To stay warm as we wandered the lines of trees, I wore my Fair Isle sweater and dark skinny jeans from Old Navy, and a wool coat from Wilson and Willy’s made by Hackwith Design House. Mike wore a classic grey crew neck sweater and quilted bomber from Old Navy. My shoes of choice were my Hunter classic wellies, of course.
Even though we had no snow, we still fell in love with the experience of wandering the lines of perfect-Christmas-ready-trees. I am sure in the years to come, there will be snow kissing our cheeks as we find a tree that will celebrate that year’s Christmas with us, but this time the green alone was perfectly Christmassy enough for us.

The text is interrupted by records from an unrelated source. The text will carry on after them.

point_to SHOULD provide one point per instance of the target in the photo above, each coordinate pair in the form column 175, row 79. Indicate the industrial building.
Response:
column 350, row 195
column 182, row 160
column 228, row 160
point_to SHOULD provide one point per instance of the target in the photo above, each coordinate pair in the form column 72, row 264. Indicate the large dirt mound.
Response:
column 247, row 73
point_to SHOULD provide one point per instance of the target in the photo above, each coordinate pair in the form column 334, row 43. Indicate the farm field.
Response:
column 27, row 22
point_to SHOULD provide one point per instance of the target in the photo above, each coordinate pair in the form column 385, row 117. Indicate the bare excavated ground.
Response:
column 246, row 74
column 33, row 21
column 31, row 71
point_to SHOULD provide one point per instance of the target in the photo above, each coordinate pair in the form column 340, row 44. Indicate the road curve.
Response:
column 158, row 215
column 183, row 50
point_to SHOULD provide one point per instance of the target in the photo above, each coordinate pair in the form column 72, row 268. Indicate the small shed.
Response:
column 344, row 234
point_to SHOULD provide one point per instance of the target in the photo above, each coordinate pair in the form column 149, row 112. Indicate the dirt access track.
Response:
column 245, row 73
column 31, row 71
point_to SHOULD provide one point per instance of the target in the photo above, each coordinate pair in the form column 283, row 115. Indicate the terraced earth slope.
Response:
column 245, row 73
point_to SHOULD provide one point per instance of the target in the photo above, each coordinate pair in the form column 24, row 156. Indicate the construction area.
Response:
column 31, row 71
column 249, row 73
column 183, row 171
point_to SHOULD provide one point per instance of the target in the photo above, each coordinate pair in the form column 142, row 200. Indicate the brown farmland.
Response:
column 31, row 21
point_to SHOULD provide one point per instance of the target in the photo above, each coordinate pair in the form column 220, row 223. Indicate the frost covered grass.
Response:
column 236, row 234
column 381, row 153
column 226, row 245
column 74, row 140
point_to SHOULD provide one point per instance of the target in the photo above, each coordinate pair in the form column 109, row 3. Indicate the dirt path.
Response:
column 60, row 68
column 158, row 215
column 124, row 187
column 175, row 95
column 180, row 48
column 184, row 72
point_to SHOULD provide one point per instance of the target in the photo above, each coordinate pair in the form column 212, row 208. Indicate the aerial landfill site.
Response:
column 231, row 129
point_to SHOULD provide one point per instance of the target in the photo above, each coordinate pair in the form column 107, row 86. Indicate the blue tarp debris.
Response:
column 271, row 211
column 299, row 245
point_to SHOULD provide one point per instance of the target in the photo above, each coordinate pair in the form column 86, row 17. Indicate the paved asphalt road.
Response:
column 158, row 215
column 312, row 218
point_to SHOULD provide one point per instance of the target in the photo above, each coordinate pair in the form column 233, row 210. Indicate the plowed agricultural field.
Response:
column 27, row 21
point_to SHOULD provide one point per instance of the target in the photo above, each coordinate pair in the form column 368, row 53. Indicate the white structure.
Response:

When you are meandering the lines of trees trying to choose your own tree, it is hard to think about a tree in your own space. Honesty… I did not do any measuring before we left. Thus, I tried to find a tree that was small, but not too small. Out amongst some trees that are over 10-12 feet a tree that feels small may still be nearly 7 feet, which would be a little bit too large for our space. It took some time to find one we felt would fit, but we did.
When you finally find the one, you can chop it down yourself, or you can holler or raise a flag for assistance. Growing up, my dad always prided himself on cutting it down for us. It was almost like one of those scenes from a National Lampoon’s movie. You know the one?
Once we found our tree, and Brett and Jessica had as well, we brought them up to the barn for them to prep for us to drive three hours back to Raleigh with them that evening. It took two of us to carry each tree in order to keep them from dragging, but it was totally worth it. There is some beautiful thing about getting your own tree this way. It is such a process and an experience. To me, that is what makes a tradition special.
We had a lot of good giggles about getting sap all over our hands and making sure we aren’t also taking home a squirrel, but ultimately, we ended up back at the barn to get help with loading and packing them for our trip home.
For our trip to the mountains, Brett and Jessica drove since they were more familiar with the area. Brett is from the area and so they were able to show us the way much better than us trying to navigate our way.
Before we left, we warmed up with some warm drinks and enjoyed watching the sunset on the farm and the mountains around us. Honestly, I am not sure there is a better way to spend a day and to celebrate the season.
I cannot wait for the years ahead, to come here to choose a tree, making a point to enjoy the journey: the sap on my hands, the chilly air, and (I hope) some snow. Traditions are so special this time of year and I feel very necessary, especially to place you in the moments of the season.
Do you have any traditions? Have you been making them? What are your thoughts? Mike and I have been chatting about them a lot this time of year, especially since we are coming up on five years of marriage this Summer. It seems like it may be time to make things like that more purposeful and special.